Oceans For Emotions: The stages of our life

"This I recall to my mind, therefore have I hope."

- Lamentations 3:21

I love it when I first drive up to the ocean at dawn's early light. The ocean looks as if God had been up all night sprinkling it with bling. Before I even start to fish, I like to sit on my sand chair that yesterday's high tide had left and just take it all in. I hate to even mess up God's water-colored masterpiece by casting a tacky old cork, weight and a beat-up lure into it and scarring the ocean's face that stares gleaming at me.

As I sat staring at it's pristine presence, I tried to remember the times when I had this same feeling. I pulled up the favorites on my computer of my mind and finally found it listed under "school starting."

Every educator and those students who are going to be, or already have been, educated, know this familiar feeling. School will be starting soon, and everyone is expecting new beginnings.

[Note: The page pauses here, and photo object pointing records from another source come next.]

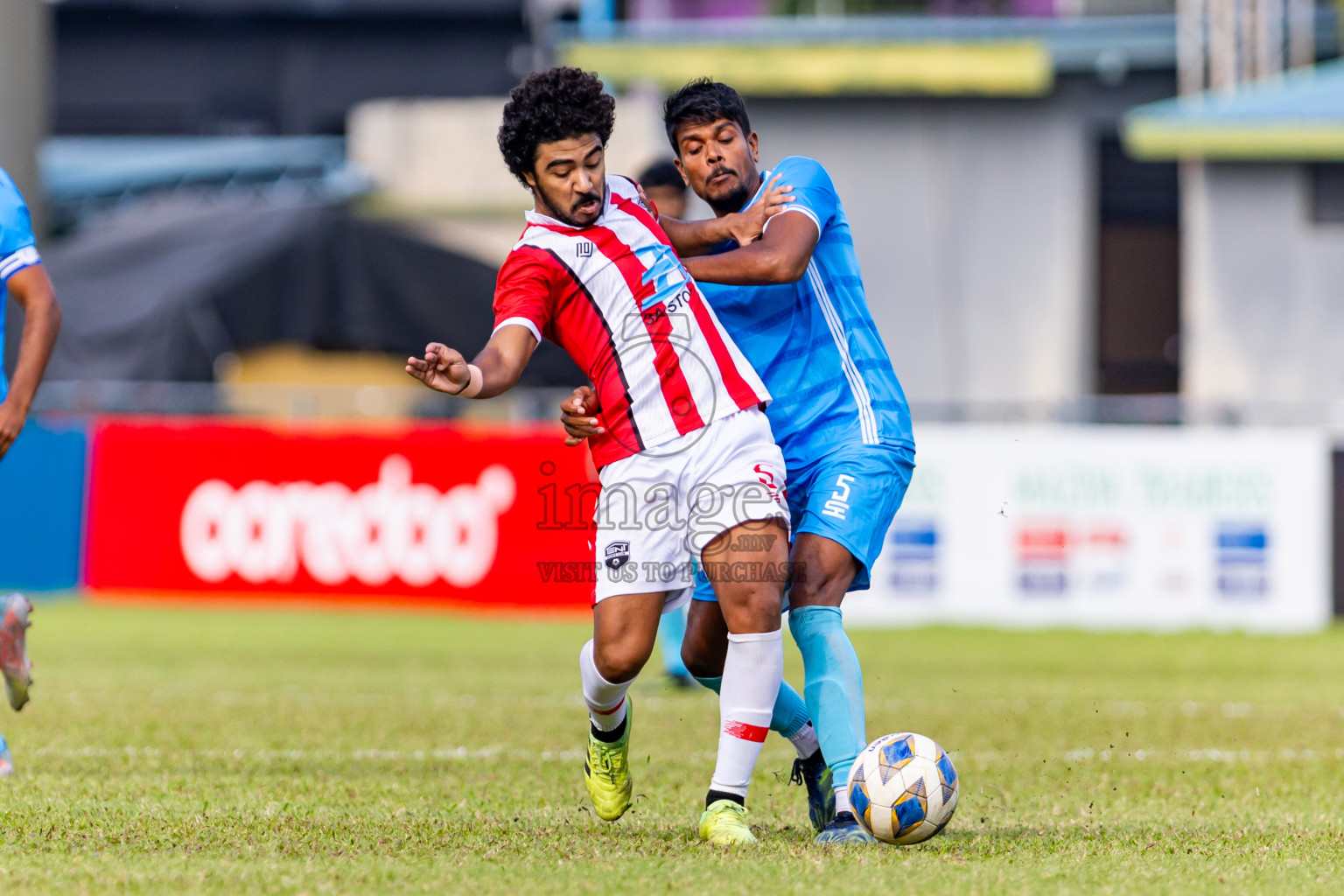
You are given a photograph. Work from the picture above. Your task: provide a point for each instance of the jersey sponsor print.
(614, 296)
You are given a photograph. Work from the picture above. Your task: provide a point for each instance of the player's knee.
(621, 662)
(701, 662)
(816, 584)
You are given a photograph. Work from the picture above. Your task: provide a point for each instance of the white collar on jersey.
(546, 220)
(765, 178)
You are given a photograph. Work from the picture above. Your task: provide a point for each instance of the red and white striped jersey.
(619, 301)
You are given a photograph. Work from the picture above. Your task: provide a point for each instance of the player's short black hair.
(704, 101)
(662, 173)
(553, 105)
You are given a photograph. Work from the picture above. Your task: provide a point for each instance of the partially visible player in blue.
(23, 278)
(794, 301)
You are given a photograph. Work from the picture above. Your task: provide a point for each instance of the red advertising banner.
(489, 516)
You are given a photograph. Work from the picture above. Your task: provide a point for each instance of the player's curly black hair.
(553, 105)
(702, 101)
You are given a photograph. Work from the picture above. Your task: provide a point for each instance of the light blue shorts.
(848, 496)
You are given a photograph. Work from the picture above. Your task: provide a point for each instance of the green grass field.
(321, 752)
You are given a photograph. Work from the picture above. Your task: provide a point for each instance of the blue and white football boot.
(14, 650)
(844, 830)
(815, 774)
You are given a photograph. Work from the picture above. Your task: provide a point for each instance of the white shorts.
(657, 511)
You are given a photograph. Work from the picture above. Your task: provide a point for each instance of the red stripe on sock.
(608, 712)
(744, 731)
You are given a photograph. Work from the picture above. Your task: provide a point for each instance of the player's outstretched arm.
(492, 373)
(40, 324)
(781, 256)
(699, 236)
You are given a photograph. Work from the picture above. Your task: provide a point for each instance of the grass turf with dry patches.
(205, 751)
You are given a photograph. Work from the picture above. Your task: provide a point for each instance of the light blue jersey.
(17, 248)
(814, 341)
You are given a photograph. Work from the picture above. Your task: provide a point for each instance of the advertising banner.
(454, 514)
(1146, 528)
(42, 507)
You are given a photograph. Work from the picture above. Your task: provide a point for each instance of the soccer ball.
(903, 788)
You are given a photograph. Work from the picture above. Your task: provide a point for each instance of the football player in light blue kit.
(22, 277)
(794, 304)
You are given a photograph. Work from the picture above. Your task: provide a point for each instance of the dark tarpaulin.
(167, 290)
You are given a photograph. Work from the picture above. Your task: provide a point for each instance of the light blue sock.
(671, 632)
(789, 715)
(832, 685)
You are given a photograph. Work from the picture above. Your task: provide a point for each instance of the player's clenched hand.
(443, 368)
(11, 424)
(576, 414)
(747, 226)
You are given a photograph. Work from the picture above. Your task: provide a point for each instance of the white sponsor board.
(1144, 528)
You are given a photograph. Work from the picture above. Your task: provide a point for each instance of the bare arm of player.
(40, 324)
(699, 236)
(781, 256)
(498, 367)
(576, 416)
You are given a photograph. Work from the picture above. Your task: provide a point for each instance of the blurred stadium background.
(1102, 240)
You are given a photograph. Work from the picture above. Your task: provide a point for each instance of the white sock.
(843, 798)
(752, 676)
(605, 700)
(805, 740)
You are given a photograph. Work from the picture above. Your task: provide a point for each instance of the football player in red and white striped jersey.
(687, 461)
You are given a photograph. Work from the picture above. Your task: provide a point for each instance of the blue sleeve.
(17, 243)
(814, 193)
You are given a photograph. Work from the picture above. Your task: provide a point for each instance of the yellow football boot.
(606, 771)
(724, 823)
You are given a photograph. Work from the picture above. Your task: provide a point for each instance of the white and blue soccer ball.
(903, 788)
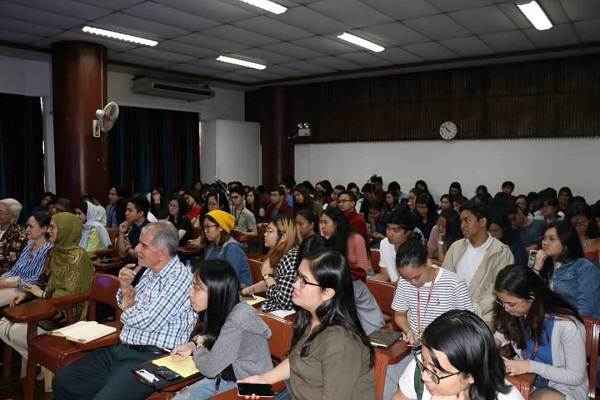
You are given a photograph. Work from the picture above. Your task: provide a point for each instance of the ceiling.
(300, 45)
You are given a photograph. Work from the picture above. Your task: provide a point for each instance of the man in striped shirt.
(157, 316)
(427, 292)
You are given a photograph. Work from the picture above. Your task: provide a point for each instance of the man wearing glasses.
(346, 202)
(245, 222)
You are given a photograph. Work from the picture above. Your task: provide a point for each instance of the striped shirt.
(162, 315)
(28, 268)
(449, 292)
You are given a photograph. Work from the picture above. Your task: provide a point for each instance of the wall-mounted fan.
(106, 118)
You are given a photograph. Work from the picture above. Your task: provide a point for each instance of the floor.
(12, 388)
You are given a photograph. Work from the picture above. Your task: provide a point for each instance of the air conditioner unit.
(175, 90)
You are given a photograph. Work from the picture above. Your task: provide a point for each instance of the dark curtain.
(149, 147)
(21, 150)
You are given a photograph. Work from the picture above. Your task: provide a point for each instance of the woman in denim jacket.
(563, 267)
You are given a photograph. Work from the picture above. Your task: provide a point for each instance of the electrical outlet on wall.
(95, 129)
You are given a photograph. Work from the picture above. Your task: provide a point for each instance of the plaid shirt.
(279, 295)
(162, 315)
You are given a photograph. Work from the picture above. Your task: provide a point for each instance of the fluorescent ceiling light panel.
(267, 5)
(535, 15)
(119, 36)
(361, 42)
(243, 63)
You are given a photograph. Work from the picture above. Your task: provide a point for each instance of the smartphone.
(259, 389)
(531, 259)
(166, 373)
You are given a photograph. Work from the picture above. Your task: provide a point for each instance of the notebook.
(384, 338)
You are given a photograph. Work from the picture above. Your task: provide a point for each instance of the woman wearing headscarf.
(68, 270)
(95, 236)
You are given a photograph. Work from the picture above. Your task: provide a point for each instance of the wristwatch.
(266, 276)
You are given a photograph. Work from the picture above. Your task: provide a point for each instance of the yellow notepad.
(185, 367)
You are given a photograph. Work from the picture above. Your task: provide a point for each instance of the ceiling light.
(243, 63)
(361, 42)
(119, 36)
(535, 15)
(267, 5)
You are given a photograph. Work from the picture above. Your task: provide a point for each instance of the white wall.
(531, 164)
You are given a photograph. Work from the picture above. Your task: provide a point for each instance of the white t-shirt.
(449, 293)
(407, 386)
(387, 259)
(470, 260)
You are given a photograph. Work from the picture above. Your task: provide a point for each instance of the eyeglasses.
(303, 282)
(435, 378)
(508, 307)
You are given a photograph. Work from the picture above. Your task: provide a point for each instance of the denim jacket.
(578, 281)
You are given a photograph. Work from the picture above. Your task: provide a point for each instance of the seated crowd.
(472, 278)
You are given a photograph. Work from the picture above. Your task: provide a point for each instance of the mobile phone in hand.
(531, 259)
(259, 389)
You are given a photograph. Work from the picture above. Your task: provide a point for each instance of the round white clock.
(448, 130)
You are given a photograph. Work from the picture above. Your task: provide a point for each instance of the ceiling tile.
(211, 9)
(437, 27)
(457, 5)
(127, 23)
(310, 20)
(505, 42)
(429, 51)
(159, 55)
(67, 8)
(202, 40)
(398, 56)
(168, 16)
(401, 10)
(335, 63)
(588, 30)
(309, 68)
(10, 24)
(581, 10)
(272, 27)
(558, 35)
(267, 57)
(364, 59)
(292, 50)
(483, 20)
(239, 35)
(351, 13)
(325, 45)
(395, 34)
(175, 46)
(467, 47)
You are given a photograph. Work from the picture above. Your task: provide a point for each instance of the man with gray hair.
(157, 316)
(12, 235)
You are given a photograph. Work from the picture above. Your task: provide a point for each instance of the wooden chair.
(255, 266)
(385, 357)
(52, 352)
(375, 257)
(384, 295)
(592, 340)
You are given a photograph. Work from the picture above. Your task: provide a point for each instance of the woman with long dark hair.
(563, 267)
(279, 266)
(426, 213)
(233, 343)
(546, 332)
(177, 216)
(343, 237)
(458, 361)
(330, 355)
(444, 233)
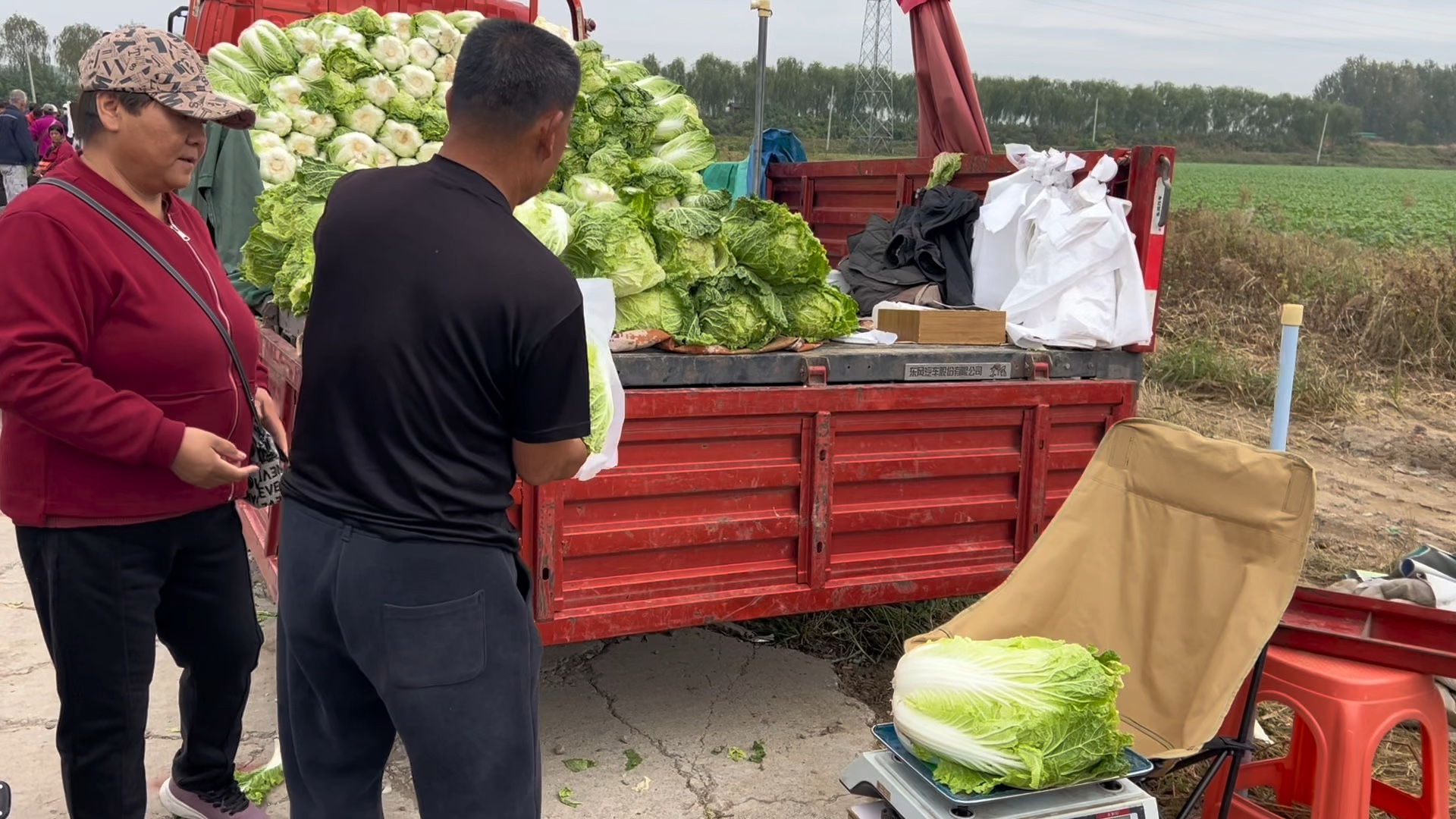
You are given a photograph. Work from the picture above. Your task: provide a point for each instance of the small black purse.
(264, 485)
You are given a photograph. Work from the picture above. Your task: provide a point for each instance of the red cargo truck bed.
(755, 485)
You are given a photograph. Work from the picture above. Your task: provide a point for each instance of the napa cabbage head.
(437, 31)
(737, 311)
(300, 145)
(465, 20)
(310, 69)
(667, 308)
(353, 150)
(268, 47)
(391, 53)
(306, 41)
(1024, 713)
(548, 222)
(400, 25)
(819, 312)
(610, 164)
(775, 243)
(287, 91)
(944, 169)
(689, 243)
(660, 178)
(607, 241)
(231, 61)
(590, 190)
(691, 150)
(351, 61)
(367, 22)
(599, 398)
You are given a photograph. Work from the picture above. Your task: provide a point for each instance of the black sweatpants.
(431, 640)
(104, 596)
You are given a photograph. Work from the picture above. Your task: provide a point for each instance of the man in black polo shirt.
(446, 356)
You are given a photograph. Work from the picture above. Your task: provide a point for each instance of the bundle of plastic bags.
(1059, 259)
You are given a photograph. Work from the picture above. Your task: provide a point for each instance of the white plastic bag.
(1082, 284)
(1002, 232)
(601, 308)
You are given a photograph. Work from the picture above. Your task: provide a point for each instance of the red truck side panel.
(736, 503)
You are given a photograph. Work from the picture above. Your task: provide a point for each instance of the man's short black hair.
(510, 74)
(88, 121)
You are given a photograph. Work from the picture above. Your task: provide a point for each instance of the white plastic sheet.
(601, 308)
(1059, 259)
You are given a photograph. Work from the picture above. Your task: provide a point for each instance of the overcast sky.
(1274, 46)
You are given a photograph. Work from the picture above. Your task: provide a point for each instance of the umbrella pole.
(1292, 318)
(756, 148)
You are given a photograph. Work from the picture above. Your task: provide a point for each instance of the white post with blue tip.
(1292, 318)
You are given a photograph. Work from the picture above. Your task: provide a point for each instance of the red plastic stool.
(1343, 711)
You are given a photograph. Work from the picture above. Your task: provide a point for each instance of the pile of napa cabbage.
(628, 202)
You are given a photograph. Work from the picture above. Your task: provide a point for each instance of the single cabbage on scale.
(548, 222)
(610, 242)
(737, 311)
(601, 400)
(819, 312)
(1024, 713)
(775, 242)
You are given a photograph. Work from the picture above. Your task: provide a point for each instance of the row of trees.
(30, 53)
(1034, 110)
(1401, 101)
(1408, 102)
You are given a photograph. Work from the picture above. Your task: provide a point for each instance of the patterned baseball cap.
(165, 67)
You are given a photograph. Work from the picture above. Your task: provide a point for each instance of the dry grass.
(1375, 321)
(1397, 763)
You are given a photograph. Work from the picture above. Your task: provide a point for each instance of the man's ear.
(546, 133)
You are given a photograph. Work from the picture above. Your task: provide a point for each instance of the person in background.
(405, 602)
(58, 153)
(126, 428)
(17, 149)
(41, 129)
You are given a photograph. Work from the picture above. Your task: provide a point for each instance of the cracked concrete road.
(689, 704)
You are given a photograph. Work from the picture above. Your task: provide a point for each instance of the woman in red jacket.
(58, 153)
(121, 455)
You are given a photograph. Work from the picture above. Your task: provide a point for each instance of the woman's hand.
(209, 461)
(268, 414)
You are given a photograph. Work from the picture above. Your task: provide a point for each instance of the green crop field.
(1373, 206)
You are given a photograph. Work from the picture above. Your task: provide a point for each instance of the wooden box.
(946, 327)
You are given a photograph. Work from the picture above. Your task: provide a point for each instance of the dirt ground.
(1386, 483)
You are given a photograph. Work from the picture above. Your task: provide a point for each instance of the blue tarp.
(733, 177)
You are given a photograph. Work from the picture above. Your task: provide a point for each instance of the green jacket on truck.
(224, 190)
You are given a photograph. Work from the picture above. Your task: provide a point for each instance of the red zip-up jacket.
(105, 360)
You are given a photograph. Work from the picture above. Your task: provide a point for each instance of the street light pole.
(756, 146)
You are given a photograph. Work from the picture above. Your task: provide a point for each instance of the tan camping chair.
(1177, 551)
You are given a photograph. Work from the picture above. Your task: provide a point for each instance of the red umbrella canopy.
(949, 111)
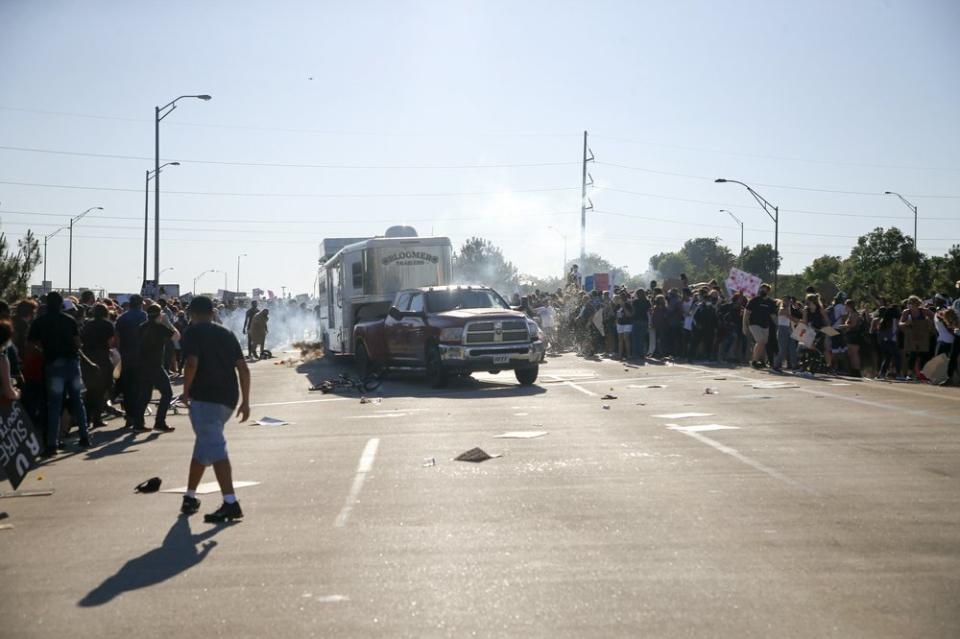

The teachers have their bulletin boards decorated, chairs arranged, lesson plans and intentions firmly in their mind and are just as excited as the students.

Right now, everyone has a 100 average, perfect reputations, perfect attendance, no one has failed a test, the right attitudes, and the perfect horizon in front of them.

The elementary students fearlessly let go of their parents' hands even though there are tears shed ... I am talking about tears from the parents not the students. In middle school, the girls are sitting comfortably on one side of the room and the boys on the other. The kids who plan to cause trouble are sitting in the back of the room and the good kids that never have trouble are sitting in the front.

In about a week, the teacher will make up a seating chart and the students' fears and dreams will take on new dimensions. In high school, the freshmen and sophomores arrive early, so no one sees them getting out of their parents' cars and the juniors and seniors come late swinging their car keys around their fingers.

I feel qualified to prophesy these happenings having taught for more than half a century.

I am retired now and not having to go back to school should give me much pleasure, but it is breaking my heart. I will admit that I went up to a school this last week where I had once taught and counseled and walked down the gleaming halls, past the clean lockers that did not smell like tuna fish or bananas and spoke to many of the teachers that were once my students.

I left knowing that I no longer belonged there, and I loaded my car with fishing tackle. That's how and why I was sitting beside the sea watching God bling my bay.

Dear Lord, thank you for all of the stages in my life that we have been through together. Help us all choose to walk with you as you bless each stage of our lives.